Wednesday, December 19, 2018

Twelve Songs of Christmas: #5—"Christmas in Hollis" by Run-DMC


I turned 50 years old this year. One of the things I like best about being born in 1968 was that I was a kid in the seventies, a teen in the eighties, a young adult in the nineties, a dad in the aughts, and now a grandpa in the tweens. I've seen a lot of remarkable changes that my kids and grandkids take for granted without a second thought.

One of those changes in the pop music arena is rap. It's ubiquitous on pop radio stations today, and for me, quite infuriating in most cases. The lyrics are mumbled over a monotonous, repetitive, computer-generated beat. This is what passes for music, and for my two youngest kids, rap and hip-hop are all they listen to.

I'm so old I can remember before rap was even heard of, much less commonly listened to. Like most new music forms, it was hated by my parents as much as I hate my own kids' music today (some things never change...). But in the eighties, it was new, something we had never heard before, and one of the pioneering voices of this new music was Run-DMC.

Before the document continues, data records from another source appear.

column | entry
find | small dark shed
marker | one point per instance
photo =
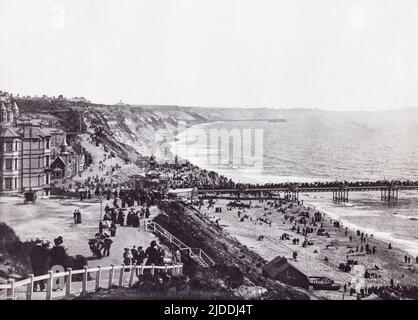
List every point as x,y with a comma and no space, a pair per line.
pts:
280,269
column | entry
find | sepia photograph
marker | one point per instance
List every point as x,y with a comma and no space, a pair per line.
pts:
206,150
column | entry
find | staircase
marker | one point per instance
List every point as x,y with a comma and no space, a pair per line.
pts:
196,254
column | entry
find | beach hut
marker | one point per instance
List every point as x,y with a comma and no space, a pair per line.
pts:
282,270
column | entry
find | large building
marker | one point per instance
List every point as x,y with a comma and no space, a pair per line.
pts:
27,151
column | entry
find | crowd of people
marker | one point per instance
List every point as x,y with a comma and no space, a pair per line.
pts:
43,258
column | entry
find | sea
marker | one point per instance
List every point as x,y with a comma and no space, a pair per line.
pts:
316,145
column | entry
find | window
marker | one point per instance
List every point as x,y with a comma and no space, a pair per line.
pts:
8,183
8,147
9,164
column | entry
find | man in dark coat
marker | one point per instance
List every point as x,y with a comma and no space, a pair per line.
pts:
134,253
152,253
107,243
39,261
58,254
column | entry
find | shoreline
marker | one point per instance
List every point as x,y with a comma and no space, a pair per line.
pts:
395,242
324,256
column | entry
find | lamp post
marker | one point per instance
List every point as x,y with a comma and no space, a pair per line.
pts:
101,206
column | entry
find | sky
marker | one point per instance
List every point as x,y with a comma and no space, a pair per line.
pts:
329,54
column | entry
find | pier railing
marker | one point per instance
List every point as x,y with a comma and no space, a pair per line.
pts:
100,273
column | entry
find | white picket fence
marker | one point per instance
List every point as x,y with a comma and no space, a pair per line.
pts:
196,254
52,277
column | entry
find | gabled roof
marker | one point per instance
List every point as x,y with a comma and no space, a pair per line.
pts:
8,133
58,159
28,132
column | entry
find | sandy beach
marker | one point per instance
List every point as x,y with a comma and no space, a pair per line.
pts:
323,256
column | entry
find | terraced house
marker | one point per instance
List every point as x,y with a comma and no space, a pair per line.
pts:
27,152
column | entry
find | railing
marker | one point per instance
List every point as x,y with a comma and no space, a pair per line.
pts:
52,277
195,253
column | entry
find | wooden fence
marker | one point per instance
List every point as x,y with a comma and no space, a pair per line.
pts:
52,277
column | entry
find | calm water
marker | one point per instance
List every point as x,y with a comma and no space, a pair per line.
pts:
313,146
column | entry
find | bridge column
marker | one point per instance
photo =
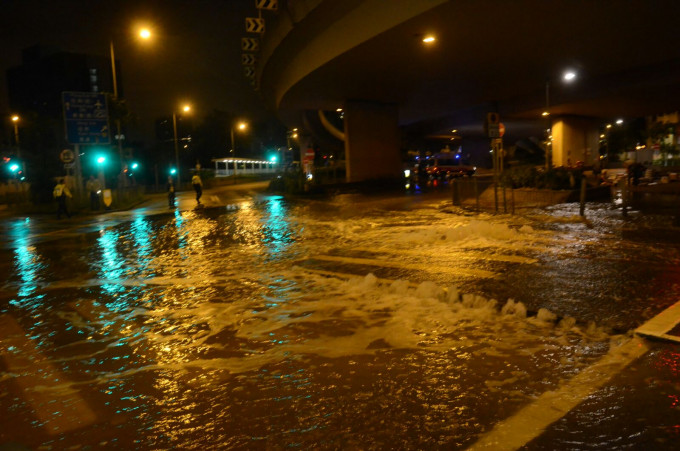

They were big enough by 1987 to warrant a spot on the first A Very Special Christmas album with this original song about Christmas time in their childhood neighborhood of Hollis, Queens, in New York City. Like all good art, we find something that either appeals to us or that we can relate to. They sing about the anticipation of presents, Mom's awesome holiday cooking, snow, fellowship...it's actually the perfect Christmas carol. The completely cheesy eighties video is an extra present!